In 2010, Human Rights Watch (HRW) published Trigger Happy: Excessive Use of Force by Indian Troops at the Bangladesh Border, a report on the border shared by West Bengal in India and Bangladesh. HRW documented the excessive use of force by the Indian Border Force (BSF) on the people of India and Bangladesh who live on both sides of the international border.
The BSF is a paramilitary body under the Ministry of Home Affairs of India entrusted to maintain security in the border areas with neighboring countries. The agency is governed by an Act of 1968 which is directly. They have their own internal judiciary and civilian courts are not allowed to pass judgment of any member of BSF. This privilege has contributed to create a climate of impunity against the excesses of the agency members.

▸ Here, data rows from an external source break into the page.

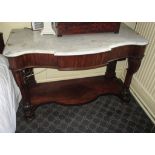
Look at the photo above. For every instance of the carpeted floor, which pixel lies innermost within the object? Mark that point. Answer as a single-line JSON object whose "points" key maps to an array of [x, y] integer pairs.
{"points": [[105, 114]]}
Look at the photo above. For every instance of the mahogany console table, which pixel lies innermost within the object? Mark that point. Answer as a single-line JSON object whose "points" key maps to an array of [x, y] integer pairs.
{"points": [[26, 50]]}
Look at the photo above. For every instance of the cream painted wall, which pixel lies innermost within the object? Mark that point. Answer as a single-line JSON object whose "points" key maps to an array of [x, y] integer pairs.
{"points": [[43, 75], [6, 27]]}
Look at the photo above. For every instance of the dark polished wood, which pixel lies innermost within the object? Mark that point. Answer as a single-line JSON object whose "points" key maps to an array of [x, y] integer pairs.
{"points": [[1, 43], [65, 28], [77, 91]]}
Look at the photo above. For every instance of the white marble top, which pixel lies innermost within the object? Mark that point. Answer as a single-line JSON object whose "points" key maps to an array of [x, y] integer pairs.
{"points": [[25, 41]]}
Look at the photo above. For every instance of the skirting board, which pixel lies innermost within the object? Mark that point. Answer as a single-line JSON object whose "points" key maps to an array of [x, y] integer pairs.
{"points": [[146, 101]]}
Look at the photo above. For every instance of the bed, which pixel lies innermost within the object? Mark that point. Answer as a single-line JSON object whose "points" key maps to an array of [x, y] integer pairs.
{"points": [[10, 97]]}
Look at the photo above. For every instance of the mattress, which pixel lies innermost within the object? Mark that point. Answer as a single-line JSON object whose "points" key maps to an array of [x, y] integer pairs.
{"points": [[10, 97]]}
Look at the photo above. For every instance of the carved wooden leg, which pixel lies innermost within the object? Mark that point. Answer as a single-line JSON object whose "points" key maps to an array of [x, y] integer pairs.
{"points": [[29, 75], [110, 71], [133, 66], [21, 79]]}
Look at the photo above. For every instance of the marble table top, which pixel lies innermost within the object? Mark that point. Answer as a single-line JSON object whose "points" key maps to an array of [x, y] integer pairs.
{"points": [[25, 41]]}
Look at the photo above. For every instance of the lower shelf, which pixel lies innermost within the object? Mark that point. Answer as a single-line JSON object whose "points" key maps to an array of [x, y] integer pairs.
{"points": [[76, 91]]}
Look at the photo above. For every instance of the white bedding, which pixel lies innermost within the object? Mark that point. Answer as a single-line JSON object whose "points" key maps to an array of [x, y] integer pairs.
{"points": [[10, 97]]}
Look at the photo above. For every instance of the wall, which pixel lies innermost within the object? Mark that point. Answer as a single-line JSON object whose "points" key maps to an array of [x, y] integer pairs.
{"points": [[6, 27], [43, 75], [143, 83]]}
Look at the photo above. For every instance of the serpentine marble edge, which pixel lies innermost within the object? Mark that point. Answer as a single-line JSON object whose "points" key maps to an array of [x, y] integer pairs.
{"points": [[25, 41]]}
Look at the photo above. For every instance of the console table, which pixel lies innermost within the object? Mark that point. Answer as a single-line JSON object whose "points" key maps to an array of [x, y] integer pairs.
{"points": [[27, 49]]}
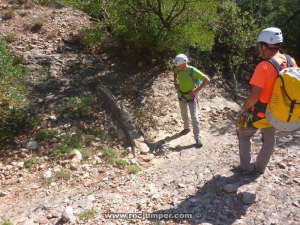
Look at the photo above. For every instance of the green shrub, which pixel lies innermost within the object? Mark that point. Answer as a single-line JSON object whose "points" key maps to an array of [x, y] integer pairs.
{"points": [[16, 114], [85, 154], [68, 145], [110, 155], [30, 162], [147, 28], [8, 14], [9, 38]]}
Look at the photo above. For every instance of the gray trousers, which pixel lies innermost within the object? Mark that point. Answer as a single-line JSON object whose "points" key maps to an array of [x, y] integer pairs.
{"points": [[194, 115], [267, 149]]}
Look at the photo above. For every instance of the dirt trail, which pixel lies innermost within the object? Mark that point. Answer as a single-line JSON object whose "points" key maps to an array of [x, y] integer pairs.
{"points": [[179, 179]]}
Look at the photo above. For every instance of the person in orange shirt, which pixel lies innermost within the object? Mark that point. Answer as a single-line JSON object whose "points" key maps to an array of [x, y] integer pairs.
{"points": [[262, 82]]}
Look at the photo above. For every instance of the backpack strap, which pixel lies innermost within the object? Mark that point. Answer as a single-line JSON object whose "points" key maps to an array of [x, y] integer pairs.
{"points": [[197, 84], [192, 76], [289, 60], [276, 64]]}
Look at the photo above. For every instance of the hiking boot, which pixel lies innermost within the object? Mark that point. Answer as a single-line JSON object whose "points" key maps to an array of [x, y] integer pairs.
{"points": [[199, 143], [185, 131], [238, 168]]}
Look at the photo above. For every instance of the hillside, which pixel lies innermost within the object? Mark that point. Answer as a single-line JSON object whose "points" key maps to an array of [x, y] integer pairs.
{"points": [[174, 177]]}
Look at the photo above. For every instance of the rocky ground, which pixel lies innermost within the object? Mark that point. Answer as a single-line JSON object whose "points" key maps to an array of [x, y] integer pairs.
{"points": [[175, 176]]}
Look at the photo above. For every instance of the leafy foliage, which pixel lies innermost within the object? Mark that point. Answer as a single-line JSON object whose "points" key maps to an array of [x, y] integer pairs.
{"points": [[14, 107], [152, 27], [78, 106]]}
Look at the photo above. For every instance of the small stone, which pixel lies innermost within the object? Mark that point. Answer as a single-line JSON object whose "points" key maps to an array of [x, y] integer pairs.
{"points": [[82, 126], [229, 188], [146, 158], [76, 156], [121, 134], [281, 165], [181, 185], [23, 155], [55, 214], [44, 221], [3, 193], [67, 215], [248, 198], [47, 174]]}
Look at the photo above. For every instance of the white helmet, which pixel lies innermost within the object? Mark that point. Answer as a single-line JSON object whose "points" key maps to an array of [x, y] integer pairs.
{"points": [[271, 36], [180, 59]]}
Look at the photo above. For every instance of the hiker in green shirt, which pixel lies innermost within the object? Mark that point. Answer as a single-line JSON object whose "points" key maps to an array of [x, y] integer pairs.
{"points": [[187, 84]]}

The 2,216 kilometers Bangladesh-India border is one of the longest in the world; it densely populated and people who live along it are divided by country, but have much in common in terms of language and culture. There are 1,062 outposts along the border with smaller posts in between where border guards are on constant alert. These posts are mostly managed by non-Bengali speaking forces, who are unable to communicate with the locals thus often escalating tensions and confrontations. Some parts of the border are more porous and function as a trade route for terrorists, human trafficking and smuggling of weapons, cattle and drugs. In 2013, the Global Post defined this border the worst in the world.
On the morning of 7 January 2011, a border guard killed in Indian territory Felani, a 15-year-old Bangladeshi girl, who tried to cross the border to Bangladesh with her father and was shot without warning. Following a report in a local newspaper in India, there was an international uproar against the heinous crime. The BSF conducted an internal investigation in which they acquitted the accused border guard. Nur Islam, Felani’s father, filed an appeal to the General Security Force Court of BSF, which did not change the judgement. Nur Islam further appealed to the Supreme Court of India, where the case is still pending.
On the night of 26 July 2014, Suman Islam, a Muslim youth, was heading home after attending a dinner invitation when BSF arrested him on suspicion of being a smuggler. They took him to their barrack and tortured him throughout the night. In the morning while he was still unconscious they took him to a district hospital without informing his family. After days of search, the family found Suman Islam, chained to a hospital bed while soldiers were on guard.
These are only two among the countless examples of violence that characterizes life along the border. The local organization, Banglar Manabadhikar Suraksha Mancha has been active since 1997 in addressing issues of human rights violations and to ensuring equality and justice along the border.
In July 2011, India and Bangladesh signed the Coordinated Border Management Plan that prohibits the use of lethal weapons by the BSF, but the plan has been hardly been enforced as the majority of deaths along the border happen because of the abuse of lethal weapons.
In February 2021, ten years after their first report, Human Rights Watch published a new indicting investigation on the abuses conducted by the BSF on the killings and abuses along the India-Bangladesh border. The report highlights a decade of broken promises and the ongoing impunity that characterizes the BSF behavior. As local residents remain victims of abduction, torture and killing, nothing has change over a decade to the misery of the people who live on both sides of the international border.